BMC Software Inc. is pointing to its third-fiscal-quarter results as proof it has turned the corner on shrinking revenue and earnings. Like other predominantly mainframe software providers, the Houston-based company suffered through a series of bad quarters last year due to an overcapacity in mainframe mips and the late arrival of IBMs latest mainframe processor. But with revenue up sequentially from this years second fiscal quarter, at $385.5 million, the infrastructure management software provider has improved its business across the board. New President and CEO Robert Beauchamp, who has taken over from longtime leader Max Watson, used the improved financial news to discuss with eWeek Senior Editor Paula Musich the issues facing the $1.7 billion company.
eWeek: Do you intend to set a new direction for the company?
Beauchamp: Not from a high-level strategy standpoint. From a tactical standpoint, every new manager is going to make some changes. Ill make my mark over time. There will be no newsworthy changes immediately.
eWeek: How would you rate the companys efforts to execute the strategy thats already in place?
Beauchamp: For most of the last 10 years, its been excellent. Last year was ugly.
The whole industry saw a down year. There were several macro issues involved. But the quarter we just completed is some indication that were doing better. We had good sequential growth across almost every product line and across almost every region.
We view it as an indication that things are on track and proceeding forward.
eWeek: Do you believe the integration problems involved in acquiring several large companies in the past 18 months are behind you?
Beauchamp: They are certainly largely worked through. Its not something that ever completely goes away. If you look at the last quarter, some of our brightest performers were acquired companies.
New Dimension [Software Inc., renamed the In Control business unit] products were up 24 percent in the quarter. We believe that product set had a limited channel before. Now theres a much larger channel, and the sales force integration issues are resolved.
Plus, weve integrated the products of Boole & Babbage [Inc.] and BGS Systems [Inc.], and we are seeing synergies there.
eWeek: Why did BMC have high turnover in the sales force? Was it related to the integration of acquired companies? Are those issues behind you now?
Beauchamp: Our turnover has been cut in half from what it was at its peak. Weve returned to normalcy. There was quite a bit of turmoil with the integrated sales forces. Combined with that, we had some disappointing quarters. The dot-com bubble was also a part of that. Now that the bubble has popped, BMC has returned to predictable growth, and sales force integration issues have lessened.
eWeek: Are product development cycles where they need to be?

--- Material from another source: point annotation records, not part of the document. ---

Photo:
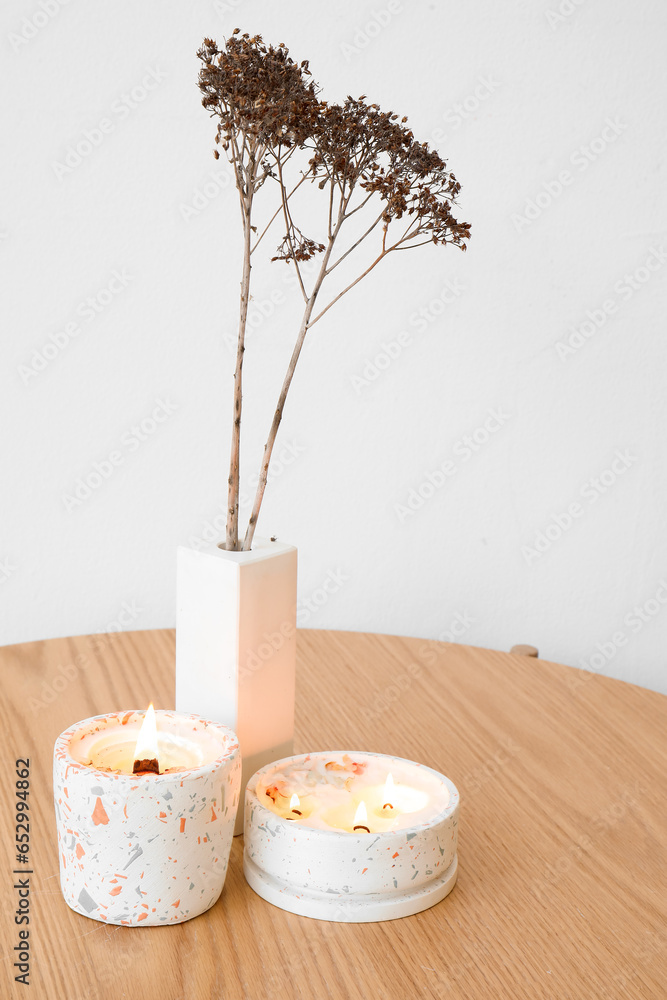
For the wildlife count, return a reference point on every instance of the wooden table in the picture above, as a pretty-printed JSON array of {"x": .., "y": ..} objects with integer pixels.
[{"x": 562, "y": 889}]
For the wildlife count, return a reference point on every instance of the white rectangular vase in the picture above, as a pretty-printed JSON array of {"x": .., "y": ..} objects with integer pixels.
[{"x": 236, "y": 645}]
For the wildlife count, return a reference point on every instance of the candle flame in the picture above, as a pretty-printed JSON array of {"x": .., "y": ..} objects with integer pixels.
[
  {"x": 147, "y": 746},
  {"x": 388, "y": 794},
  {"x": 361, "y": 815}
]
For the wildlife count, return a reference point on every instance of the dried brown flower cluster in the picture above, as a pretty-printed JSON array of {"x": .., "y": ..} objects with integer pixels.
[{"x": 268, "y": 110}]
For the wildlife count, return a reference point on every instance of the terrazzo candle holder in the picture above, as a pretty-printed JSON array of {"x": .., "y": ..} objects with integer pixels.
[
  {"x": 312, "y": 861},
  {"x": 145, "y": 849}
]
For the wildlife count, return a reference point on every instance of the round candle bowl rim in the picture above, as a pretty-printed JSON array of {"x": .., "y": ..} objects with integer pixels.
[
  {"x": 85, "y": 727},
  {"x": 449, "y": 809}
]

Beauchamp: You need to constantly keep pressure on improving development cycles. But I can tell you they are improved. [The time] from conception to product launch is much shorter than it was a few years ago.
eWeek: Do you see any holes in BMCs product line now?
Beauchamp: BMC is actively looking to increase its investment in the highest growth areas. There is clearly explosive demand for managing storage. Investments will be in that area. In slower areas, well be a little more conservative in our investment strategy.
eWeek: Have you seen any changes in the competitive landscape? Specifically, do you see NetIQ Corp., with its aggressive acquisition strategy, as being a more significant competitor—especially with its Microsoft Corp. alliance?
Beauchamp: They are a strong niche competitor. We dont view [NetIQs $1 billion acquisition of WebTrends Corp.] as competitive. Perhaps their focus will spread out a bit.
Microsoft is still a good partner, although [NetIQs alliance with Microsoft] does have some impact on our strategy for managing a Microsoft environment.
In enterprise management, few customers want to be the integrator of different management tools for every platform they have. Most organizations will have a lot of everything. Point products are an integrators nightmare.
BMC has a consistent management layer and can give the customer a common experience in managing a complex environment.
eWeek: Does BMCs professional services operation play a role in that?
Beauchamp: More and more the customers do not have the talent, the time and the expertise in systems management. When they turn to BMC, they look for help to develop an enterprise management environment using best practices. We provide rapid time to value, and the professional services organization is an important component of that.
eWeek: BMCs third-fiscal-quarter revenue and earnings were up sequentially over the second quarter, but they were still lower than the same quarter one year ago. Has the company really turned the corner, even with the prospect of an economic slowdown on the horizon?
Beauchamp: Were optimistic for the long-term outlook for the mainframe and distributed systems business. Weve not seen much evidence of a slowdown. In an economic downturn, customers will look for performance improvements from their existing investments. A slowdown for BMC products might not be as severe as for other market segments.